We hebben gekeken naar de verhouding tussen de Vader, de Zoon en de Heilige Geest en hoe die laatste in het Oude Testament beschreven wordt. Deze keer zien we hoe de Heilige Geest in het Nieuwe Testament naar voren komt.
Handelingen 2
Maar voor we dat doen is het goed om toch nog even terug te grijpen naar het vorige artikel. Toen schreef ik dat we in het Oude Testament drie beperkingen of grenzen zien als het gaat over het werk van de Heilige Geest. Dat waren de beperkingen tot Israël, beperkt in tijd en beperkt tot een enkeling met een speciale opdracht.
Met dat in ons achterhoofd gaan we samen kijken naar de uitstorting van de Heilige Geest zoals die beschreven wordt in Handelingen 2. Na de hemelvaart van de Heere Jezus zijn de leerlingen bij elkaar gebleven in afwachting van de vervulling van de belofte die Jezus hen gegeven had. Ze zouden de Heilige Geest ontvangen, niet lang na de Hemelvaart (Hand. 1:5). Op de dag van het tweede grote jaarfeest, de dag van het Pinksterfeest, waarop de eerste vruchten geofferd werden, het feest dat precies 50 dagen na het Paasfeest en de uittocht uit Egypte begon, zijn ze nog steeds bij elkaar. En op die dag wordt de Heilige Geest uitgestort.
Doorbreker
En dan zie je dat die drie grenzen één voor één doorbroken worden. In plaats van een uitstorting op een enkeling lees je hier, in vers 3: ‘En aan hen werden tongen als van vuur gezien, die zich verdeelden, en het zat op ieder van hen.’

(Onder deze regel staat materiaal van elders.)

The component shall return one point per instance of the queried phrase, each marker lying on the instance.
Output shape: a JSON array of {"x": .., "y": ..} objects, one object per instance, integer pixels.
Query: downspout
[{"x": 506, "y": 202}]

Als tweede wordt de tijdsgrens doorbroken. De Geest wordt uitgestort maar verdwijnt niet meer van het toneel. Op het moment dat de leerlingen vervuld worden zullen ze dat ook blijven.
De derde en laatste grens was die tussen Israël en de rest. Dat zie je duidelijk terugkomen in vers 4 en het vervolg: ‘En zij werden allen vervuld met de Heilige Geest en begonnen te spreken in andere talen, zoals de Geest hun gaf uit te spreken.’ Dat dit bijzonder is zeggen ook de toehoorders: ‘Wij horen hen in onze taal over de grote werken van God spreken.’
Ook voor heidenen?
Dat de Geest de grenzen doorbreekt die door mensen zijn gemaakt, zie je verderop in het Bijbelboek Handelingen nog een keer. In Handelingen 10 zien we een bijzondere ontmoeting tussen Cornelius, een Romeinse soldaat die geïnteresseerd was in de God van Israël, en Petrus, een gelovige jood. Daar vindt een doorbraak van het Evangelie plaats tussen jood en heiden. Cornelius en zijn naasten horen daar het evangelie van Jezus Christus. En dan lees je in vers 44 het volgende: ‘Terwijl Petrus deze woorden nog sprak, viel de Heilige Geest op allen die het Woord hoorden.’ Daar gebeuren dingen die ons doen denken aan die eerste Pinksterdag. Ze gingen in allerlei talen spreken over de grote daden Gods!
En dan?
Maar hoe gaat het dan verder? We zien dat de Heilige Geest is uitgestort, maar wat houdt dat concreet in? In het volgende artikel hopen we deze artikelenserie over de Heilige Geest af te sluiten met een aantal praktische aanwijzingen rondom het thema: de Heilige Geest in deze tijd. Maar ik wil u en jou nu alvast wat meegeven. De Heere Jezus heeft Zijn leerlingen voor Hemelvaart al verteld wat de missie van de Heilige Geest is. In Johannes 15 noemt de Heere Jezus de Heilige Geest de Trooster en zegt dan: ‘Wanneer de Trooster is gekomen, Die Ik u zenden zal van de Vader, de Geest van de waarheid, Die van de Vader uitgaat, zal Die van Mij getuigen.’
Je zou dat de kern en het rode draad van het werk van de Heilige Geest noemen: Hij brengt ons bij Christus, en Christus in ons hart. Hoe? Daarover gaat het de volgende keer!